The Swedish Model
It's the free-market reforms, stupid.
By JOHNNY MUNKHAMMAR
In a Europe plagued by debt crises, one country has no budget deficit at all and is currently returning to surplus. This same country is consistently among Europe's fastest growing economies, with GDP growth set to hit 4% this year.
That country is Sweden. For many years, foreign policy-makers have pointed to Sweden as a positive model to follow, making Swedes like me proud. Too often, though, foreigners have drawn the wrong lessons from Sweden's success. For instance, whenever I give a lecture, anywhere in Europe, about economic reform, I always get the following response: "But you come from Sweden, which is socialist and successful—why should we launch free-market policies ?"

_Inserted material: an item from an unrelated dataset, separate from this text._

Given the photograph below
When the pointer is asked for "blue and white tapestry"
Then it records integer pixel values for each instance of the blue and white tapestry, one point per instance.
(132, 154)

The simple truth is that Sweden is not socialist. According to the World Values Survey and other similar studies, Sweden combines one of the highest degrees of individualism in the world, solid trust in well-functioning institutions, and a high degree of social cohesion. Among the 160 countries studied in the Index of Economic Freedom, Sweden ranks 21st, and is one of the few countries that increased its economic freedoms during the financial crisis. Sweden gets higher scores for liberal markets than Germany and Belgium, or reformers such as Cyprus and Georgia.
It's true that Sweden wasn't always so free. But Sweden's socialism lasted only for a couple of decades, roughly during the 1970s and 1980s. And as it happens, these decades mark the only break in the modern Swedish success story.
In the mid-1800s, Sweden was one of the poorest and underdeveloped countries in Europe. Then, Finance Minister Johan August Gripenstedt, a proponent of de Tocqueville and Bastiat, launched far-reaching economic reforms that forged Sweden's transition to capitalism. Sweden was opened up to the world, to free trade, and to migration. Free enterprise and free competition were introduced. In particular, the financial sector was deregulated.